November 4, 2010 | 3:30 pm
Born in Denmark but living in Oaxaca (hence her presence at Latin American Masters), textile artist Trine Ellitsgaard practices a genteel, understated minimalism that nevertheless brims with personality. Although trained as a weaver in Denmark, Ellitsgaard’s work is surprisingly reminiscent of the densely sewn abstractions of Ethiopian artist Elias Sime. Perhaps the similarity is entirely coincidental, or perhaps it can be tied to the influence of life in places where modernist abstraction has found an unlikely counterpart in local artistic traditions.
For example, the wall piece “Cut” is just that, a white rectangle woven from paper thread that has been slit down the middle to create a somewhat vaginal shape. Neatly spliced into the fabric on either side of the gap are strands of red horsehair that both suggest a bloody wound and literally heal it, bridging the gap with a fine scrim of horizontal lines. With its elemental color scheme and single stripe down the middle, the piece is like a spare sister to the vigorously striated patterns of Oaxacan fabrics.

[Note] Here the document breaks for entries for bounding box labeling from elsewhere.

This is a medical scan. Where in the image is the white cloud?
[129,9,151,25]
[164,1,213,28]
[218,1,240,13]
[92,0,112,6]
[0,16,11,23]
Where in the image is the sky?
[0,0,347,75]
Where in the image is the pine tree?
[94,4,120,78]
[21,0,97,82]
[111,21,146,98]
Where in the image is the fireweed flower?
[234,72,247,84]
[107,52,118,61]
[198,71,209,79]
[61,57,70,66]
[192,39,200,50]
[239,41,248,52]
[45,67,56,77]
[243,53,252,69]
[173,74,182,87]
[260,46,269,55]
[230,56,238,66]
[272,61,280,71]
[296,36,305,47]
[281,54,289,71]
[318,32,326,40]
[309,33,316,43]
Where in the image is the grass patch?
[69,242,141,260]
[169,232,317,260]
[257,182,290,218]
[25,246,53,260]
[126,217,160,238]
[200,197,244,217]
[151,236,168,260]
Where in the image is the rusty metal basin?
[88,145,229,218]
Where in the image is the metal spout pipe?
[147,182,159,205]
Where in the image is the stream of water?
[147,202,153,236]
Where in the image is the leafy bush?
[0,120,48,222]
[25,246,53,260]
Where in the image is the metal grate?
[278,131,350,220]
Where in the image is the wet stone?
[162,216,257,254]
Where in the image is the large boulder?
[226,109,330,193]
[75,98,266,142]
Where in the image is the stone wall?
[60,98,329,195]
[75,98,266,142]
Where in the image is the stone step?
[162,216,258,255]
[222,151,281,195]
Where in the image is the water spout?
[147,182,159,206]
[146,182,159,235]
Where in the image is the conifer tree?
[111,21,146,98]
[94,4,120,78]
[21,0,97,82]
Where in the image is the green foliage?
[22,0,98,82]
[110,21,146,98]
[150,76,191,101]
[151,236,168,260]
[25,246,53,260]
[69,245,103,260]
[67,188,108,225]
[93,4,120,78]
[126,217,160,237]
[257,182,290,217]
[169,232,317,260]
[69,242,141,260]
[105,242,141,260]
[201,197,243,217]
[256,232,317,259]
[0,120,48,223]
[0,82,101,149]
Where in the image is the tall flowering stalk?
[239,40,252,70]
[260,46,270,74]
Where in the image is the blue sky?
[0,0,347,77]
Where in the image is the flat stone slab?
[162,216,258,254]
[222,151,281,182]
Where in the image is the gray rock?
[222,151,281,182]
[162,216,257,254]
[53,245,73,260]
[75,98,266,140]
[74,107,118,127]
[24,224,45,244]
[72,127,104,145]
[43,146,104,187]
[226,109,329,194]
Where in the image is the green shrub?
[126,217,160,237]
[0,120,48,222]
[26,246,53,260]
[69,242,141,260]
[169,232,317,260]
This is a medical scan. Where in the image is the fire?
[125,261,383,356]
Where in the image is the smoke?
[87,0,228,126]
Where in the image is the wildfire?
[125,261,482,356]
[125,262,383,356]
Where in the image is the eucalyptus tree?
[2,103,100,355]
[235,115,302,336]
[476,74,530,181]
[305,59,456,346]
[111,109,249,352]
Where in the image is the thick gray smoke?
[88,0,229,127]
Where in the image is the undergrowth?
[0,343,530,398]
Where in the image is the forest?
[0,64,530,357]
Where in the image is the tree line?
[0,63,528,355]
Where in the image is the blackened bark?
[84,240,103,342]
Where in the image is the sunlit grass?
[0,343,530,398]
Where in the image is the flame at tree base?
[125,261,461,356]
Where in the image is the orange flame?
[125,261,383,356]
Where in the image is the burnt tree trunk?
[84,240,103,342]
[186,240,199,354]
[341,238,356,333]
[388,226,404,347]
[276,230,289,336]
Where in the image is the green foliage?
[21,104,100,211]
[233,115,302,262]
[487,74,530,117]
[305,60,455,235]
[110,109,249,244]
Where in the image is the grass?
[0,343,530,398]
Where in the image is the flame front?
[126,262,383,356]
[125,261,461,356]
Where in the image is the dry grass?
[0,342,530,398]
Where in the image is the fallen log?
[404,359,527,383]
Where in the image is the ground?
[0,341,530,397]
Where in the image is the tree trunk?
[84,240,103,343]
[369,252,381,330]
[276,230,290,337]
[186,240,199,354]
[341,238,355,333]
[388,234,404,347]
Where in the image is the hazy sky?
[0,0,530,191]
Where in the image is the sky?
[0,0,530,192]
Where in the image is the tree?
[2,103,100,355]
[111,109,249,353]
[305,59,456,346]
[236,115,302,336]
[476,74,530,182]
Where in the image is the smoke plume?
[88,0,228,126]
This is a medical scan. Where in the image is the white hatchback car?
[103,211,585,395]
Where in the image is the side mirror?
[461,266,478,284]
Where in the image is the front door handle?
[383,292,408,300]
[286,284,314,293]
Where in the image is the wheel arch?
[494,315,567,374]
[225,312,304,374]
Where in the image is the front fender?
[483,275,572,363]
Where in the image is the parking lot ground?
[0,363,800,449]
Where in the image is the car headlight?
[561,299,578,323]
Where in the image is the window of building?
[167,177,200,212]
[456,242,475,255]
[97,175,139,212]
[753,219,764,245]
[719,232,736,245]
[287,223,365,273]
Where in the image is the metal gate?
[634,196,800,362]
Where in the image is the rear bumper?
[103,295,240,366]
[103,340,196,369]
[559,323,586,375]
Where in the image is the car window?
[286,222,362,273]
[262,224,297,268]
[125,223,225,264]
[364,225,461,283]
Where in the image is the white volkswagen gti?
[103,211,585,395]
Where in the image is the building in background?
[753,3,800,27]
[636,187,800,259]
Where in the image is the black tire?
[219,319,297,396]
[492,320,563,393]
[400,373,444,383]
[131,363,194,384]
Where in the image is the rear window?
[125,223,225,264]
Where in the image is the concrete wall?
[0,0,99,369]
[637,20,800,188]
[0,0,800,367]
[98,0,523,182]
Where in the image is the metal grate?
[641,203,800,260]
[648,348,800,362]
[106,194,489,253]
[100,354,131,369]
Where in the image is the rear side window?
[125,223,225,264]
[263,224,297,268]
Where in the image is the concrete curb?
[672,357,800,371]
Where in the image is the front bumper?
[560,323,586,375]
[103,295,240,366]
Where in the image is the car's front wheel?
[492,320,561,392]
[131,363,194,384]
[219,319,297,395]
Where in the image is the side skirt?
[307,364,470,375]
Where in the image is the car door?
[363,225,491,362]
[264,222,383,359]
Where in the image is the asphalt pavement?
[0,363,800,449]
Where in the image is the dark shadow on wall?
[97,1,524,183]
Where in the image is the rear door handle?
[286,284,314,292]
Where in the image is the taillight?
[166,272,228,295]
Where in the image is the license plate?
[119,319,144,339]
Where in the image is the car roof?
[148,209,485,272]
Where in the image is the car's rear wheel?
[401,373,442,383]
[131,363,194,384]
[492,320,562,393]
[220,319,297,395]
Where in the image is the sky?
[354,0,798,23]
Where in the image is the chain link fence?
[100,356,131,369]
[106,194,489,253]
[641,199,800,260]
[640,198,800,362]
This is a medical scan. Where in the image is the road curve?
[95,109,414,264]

More evocative is the piece “Red,” in which Ellitsgaard has taken an elaborately woven palm leaf rope created by Oaxacan women and constructed a loose net in which the warp and weft are made of the same long piece interlaced with itself. The work is both a collaboration of sorts and a succinct statement about weaving as a metaphor for continuity and connection in which the opposing geometries of horizontal and vertical are literally of one piece.